First and foremost, there is no universal yes or no answer to this question seeing that real estate is in a constant flux and just the thought of finding a place to live can be overwhelming for some.
Given the hefty upfront costs associated with purchasing a home, most young people begin their independent lives renting an apartment. As they build careers, save money, and start families, many choose to buy a home. On the other end of the age spectrum, homeowners nearing retirement may choose to sell their family homes, downsize, and become renters once more.
Many things go through our mind before a decision can be made - the first question is, "Should I buy a home or should I rent one?"
Before taking the big step, you'll want to consider what is best for you in the long run. Due to American culture idealizing homeownership to a certain extent, emotional and social pressures can affect the decision almost as much as financial concerns. Starting with "How much are you willing to spend buying home or renting a home? Which is a better investment for me?" can help alleviate some uncertainty.
Here are the common "Pros and Cons" of both sides.
Pros of BUYING a Home:
- As mentioned on our previous blog, 3 Reasons You Should Own a Home, owning a home offers the long-term benefits of security and potential growth in personal wealth.
- Freedom! A complete feeling of being free, in renovating the property, redecorating and a having a peace of mind.
- Privacy: The feeling you can only get when you own a home.
- Building Equity: As a home-buyers you can take advantage on the equity over time. That means if the home value goes up, you could cash in on the higher value when you sell. Plus, with a fixed-rate mortgage and you don't have to worry about increasing rents.
Cons of BUYING a Home:
- Homeownership is a long-term financial commitment.
- Maintenance: When purchasing a home, you are responsible for all the maintenance.

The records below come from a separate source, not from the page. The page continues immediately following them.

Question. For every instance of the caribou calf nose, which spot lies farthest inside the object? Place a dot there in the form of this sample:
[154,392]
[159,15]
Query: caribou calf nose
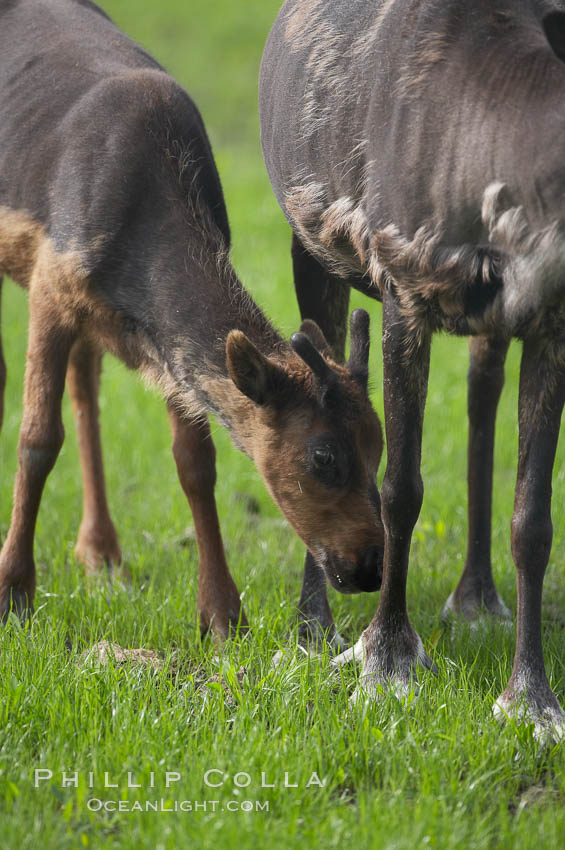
[370,570]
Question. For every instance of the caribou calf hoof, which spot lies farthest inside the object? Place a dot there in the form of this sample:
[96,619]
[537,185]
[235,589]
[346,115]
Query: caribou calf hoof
[534,706]
[390,658]
[16,601]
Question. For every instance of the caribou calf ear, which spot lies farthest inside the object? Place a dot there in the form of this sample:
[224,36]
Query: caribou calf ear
[254,375]
[316,335]
[554,28]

Though your exact outlay is likely to vary from one year to the next, you can expect to pay at least 1% of the value of your home annually toward these expenses. For example, if you live in a $200,000 home for 10 years, that’s $20,000 over the period, and perhaps more if you have to replace a costly item.
- Owning a home ties you to your community, making it more difficult to suddenly pick up and leave a location.
- Based on research by David Brickman, CEO of Freddie Mac -"For Millennial's and many Gen Xer's, buying a home is no longer just a decision based on housing and housing costs — increasing pressure from student loans and the rising cost of child care are having a significant impact.” or simply, buying a home for Millennial's is less likely an option due to the cost and lack of flexibility gained from renting rather than buying.
Pros of RENTING a Home:
- Flexibility! As a tenant, you have the freedom to move in/out whenever you want - anytime and anywhere.
- Depending on the property and/or landlord, your landlord, not you, is responsible for performing nearly all maintenance and repair work on the property.
- If you are planning to rent a home, renting usually costs less in short-term because there will be no upfront costs and no property taxes to be worried about. Renting a home can be cheaper than buying a home. Your payments tend to be lower than a comparable house payment.
- With homeownership comes responsibility, while renting may be relatively carefree.
Cons of RENTING a Home:
- As a tenant you are "bound by the lease agreement", meaning you're tied in to your landlord's rules. If he/she says there are no pets allowed and no visitors during a specific time, as a renter, you must stay in compliance with the agreement or risk being fined or worse, being evicted.
- Increasing rents: When your lease runs out, your landlord is free to increase the rent—and they often do at a rate that outpaces inflation. This usually happens in competitive housing markets like Seattle.
- Renting DOES NOT provide you with the opportunity to build wealth and gain a return on your investment, since the property does not legally belong to you. You may be building the equity on the property, but the property owner will gain the rewards. Simply put, you are paying someone else' mortgage and insurance.
Here are the factors to consider when comparing buying to renting a home:
- Homeownership is a lot of work - it is not for everyone.
- Homeownership requires you to have a stable or growing income, especially in those first few vital years.
- Financial benefits of homeownership are long term.
- Your credit score will impact how much you can borrow and at what terms.
So ask yourself, which one is better. Is it Renting or Buying a home?
We all know that money plays an important role in both decisions, whether buying or renting. You also need to consider that both options have their good and bad factors or fundamentals.
But nowadays, most people generally prefers owning a homes rather than renting because when the mortgage rates are low, and rent increases in big cities, buying a property is likely the better option as owning a property provides a more permanent and secure place to live and build your life.
John Spence, a known musician once said - "Don't think of the cost, think of the Value."